Tauziehen um Bandion-Nachfolge im Abdullah-Zentrum

Abdullah-Zentrum such Nachfolger für Bandion-Orntner
Abdullah-Zentrum such Nachfolger für Bandion-Orntner - © KAICIID/APA-Fotoservice/Rastegar
Einen Nachfolger oder eine Nachfolgerin sucht das umstrittene Abdullah-Zentrum in Wien (KAICIID) für die frühere Vize-Generalsekretärin Claudia Bandion-Ortner. Am Mittwoch, den 17. Juni will der KAICIID-Board of Directors bei einer Sitzung in Paris außerdem über künftige Kooperationen – wie möglicherweise mit der UNESCO – und die Anwerbung neuer Mitglieder beraten.

Bandion-Ortner musste nach einer fragwürdigen Bemerkung in einem “profil”-Interview -“es wird nicht jeden Freitag in Riad geköpft”- ihren Posten räumen. Beste Aussichten für den Job haben laut Insider die Spanier. Im Gespräch sollen dem Vernehmen nach ehemalige Diplomaten, darunter ein Ex-Außenminister aus Madrid, sowie der österreichische Diplomat Karl Schramek und Ex-Vizekanzler Michael Spindelegger sein.

Bandion-Nachfolger für Abdullah-Zentrum

Letzterer dementiert diese Gerüchte aber heftig. An diesen Gerüchten sei “gar nichts” dran. “Wir können nicht nachvollziehen, woher diese Gerüchte stammen”, sagte Bernhard Schragl von der Agentur für die Modernisierung der Ukraine auf Anfrage der APA, deren Präsident Spindelegger ist.

Monatelange Kritik

Erst im April einigten sich die Gründungsmitglieder Saudi-Arabien, Spanien, Österreich und der Vatikan (Beobachterstatus) nach monatelanger Kritik an der Arbeit des Zentrums auf Neuerungen.

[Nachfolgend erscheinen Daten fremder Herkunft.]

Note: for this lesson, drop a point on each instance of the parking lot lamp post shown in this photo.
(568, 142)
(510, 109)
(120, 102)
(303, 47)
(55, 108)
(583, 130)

Der Plan dafür enthält ein klares Bekenntnis zur Religionsfreiheit, einen stärkeren Fokus auf das Verhältnis von Religionsfreiheit und Menschenrechten sowie die Zielsetzung einer Öffnung und neuen Kommunikationskultur in Erfüllung der Dialogaufgaben. Außerdem sollen neue Mitglieder angeworben werden, die sich auch an der Finanzierung beteiligen können.

“Katastrophale Menschenrechtssituation”

An den Statuten – also am Grundmandat des KAICIIDS – ändert sich aber nichts, auch nicht daran, dass Saudi-Arabien das Zentrum weiterhin mit rund 15 Millionen Euro finanziert. Riads Menschenrechtssituation wird in dem geplanten Neu-Anfang auch nicht explizit erwähnt. Im Konkreten vermissen Kritiker wie die SPÖ eine Verurteilung der Auspeitschung des kritischen Bloggers Raif Badawi in Saudi-Arabien durch das KAICIID. Auch NGOs kritisieren die “katastrophale Menschenrechtssituation” im Golfstaat. Erst am Dienstag wurde bekannt, dass Saudi-Arabien heuer bereits 100 Menschen geköpft haben soll, im gesamten Jahr 2014 waren es 87.

“Umsetzung der Zukunftsstrategie”

Das KAICIID selbst war für eine Stellungnahme dazu nicht erreichbar. “Die Vereinbarung ist zwischen den Vertragsparteien gemacht worden, daher wird sie nur von den Mitgliedstaaten kommentiert. Wir beginnen mit der Umsetzung der Zukunftsstrategie”, hatte KAICIID-Sprecher vor einem Monat gesagt. Den Fall Badawi wollte das Zentrum erneut nicht kommentieren.